The Giant Panda in the Room
by David Feldman

Yes I used that phrase when speaking at this past week’s Reverse Merger Conference in LA.

I also likened the Chinese reverse merger situation to US Rep. Anthony Weiner (yes some bad stuff happened but there is a real risk of overreaction). I wanted to pass on a few thoughts about the conference, which has now been widely covered by Reuters and the like.

1. It was easy to get a seat. The much lower than usual attendance shows that our sector is in a challenging time. Granted, the hardy souls who remain active in this space, in many cases, are the “real” players who have worked hard to maintain the quality of their work and integrity of the transactions with which they are involved. Some of those present during the standing room only days of RM conferences were looky-loos, hangers-on, wanna-bees and I’m sure a few other hyphenated monikers we can posit. But we’ve lost some good players too, no question.

2. I remain optimistic, as I said on my panel, that the shakeout that will come with Chinese reverse mergers will ultimately be good for the RM world. We do not hear the SEC or PCAOB complaining about US reverse mergers being fraudulent. The focus has been on China, and when that has played itself out things should improve for all.

3. RM remains one of the few legitimate alternatives for a company that can benefit from a public trading stock but for whatever reason is not able to (or does not wish to) pursue a traditional IPO. The issue is not the technique which took companies public but rather the players involved. We are busier than ever with reverse mergers. The vast majority of the deals I’m working on (7 currently) are US based. The industry as a whole remains active and strong despite the negative attention from both press and regulators which, when one digs down, is all about China, and not really reverse mergers.

4. China short sellers? Well, much like the US class action plaintiff securities bar, they are uncovering some real fraudulent situations, but some really do appear to be simply slapping mud everywhere to see what sticks, even if there is no initial real evidence of a problem. I loved how the Reuters piece pointed out that one of the short sellers who spoke on the panel was smoking a cigarette afterward.

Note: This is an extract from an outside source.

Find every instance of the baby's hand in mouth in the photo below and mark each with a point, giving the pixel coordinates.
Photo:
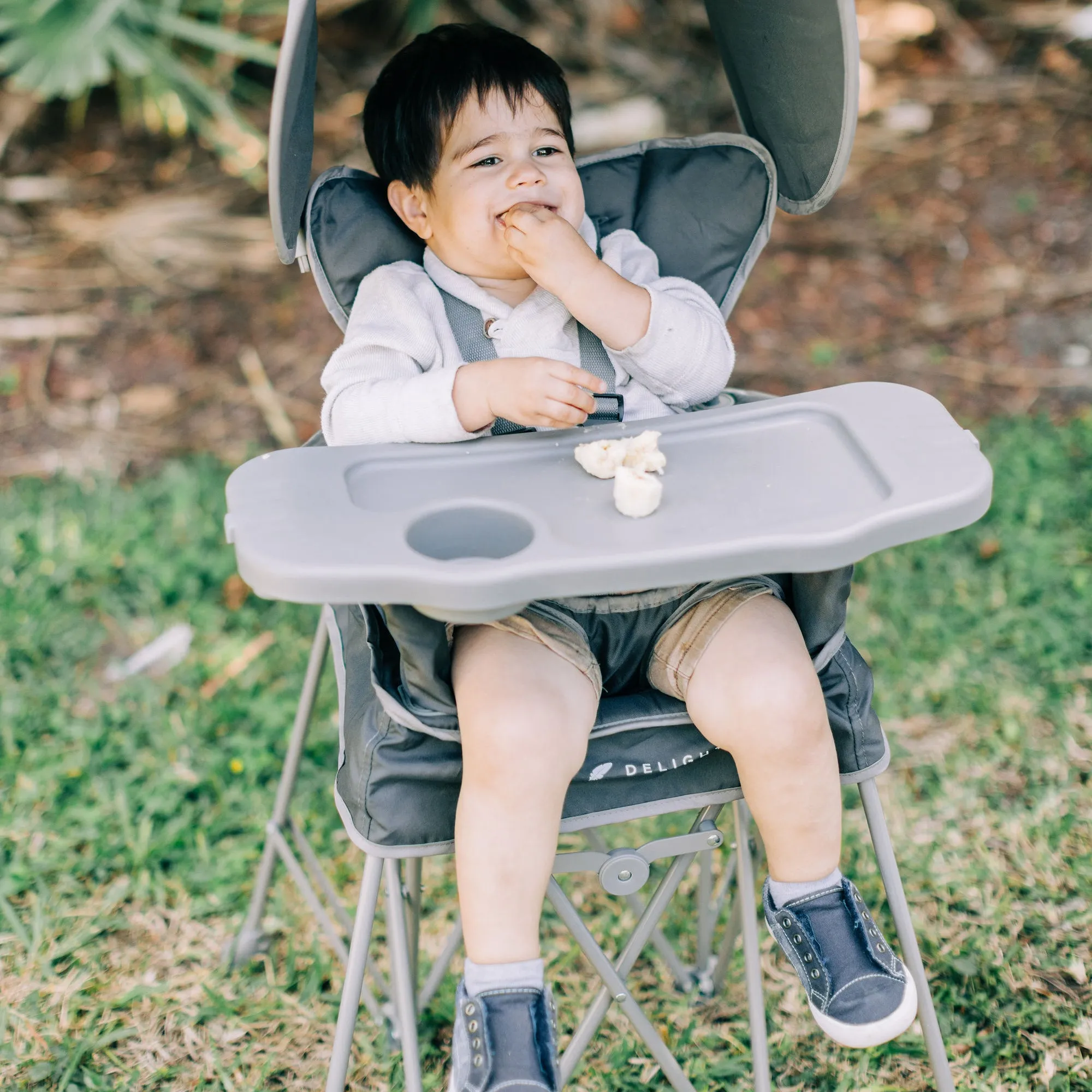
(540, 212)
(548, 246)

5. The more transparent our deals the better. Most of the deals facing problems now had completed fully underwritten, SEC reviewed and approved public offerings after their reverse mergers. Thus, the public investors had the same protections as those in a traditional IPO. The fact that several post-IPO companies, including one taken public by Goldman Sachs and Deloitte & Touche, are also ensnared in this mess, proves that an IPO doesn’t necessarily provide any additional protection.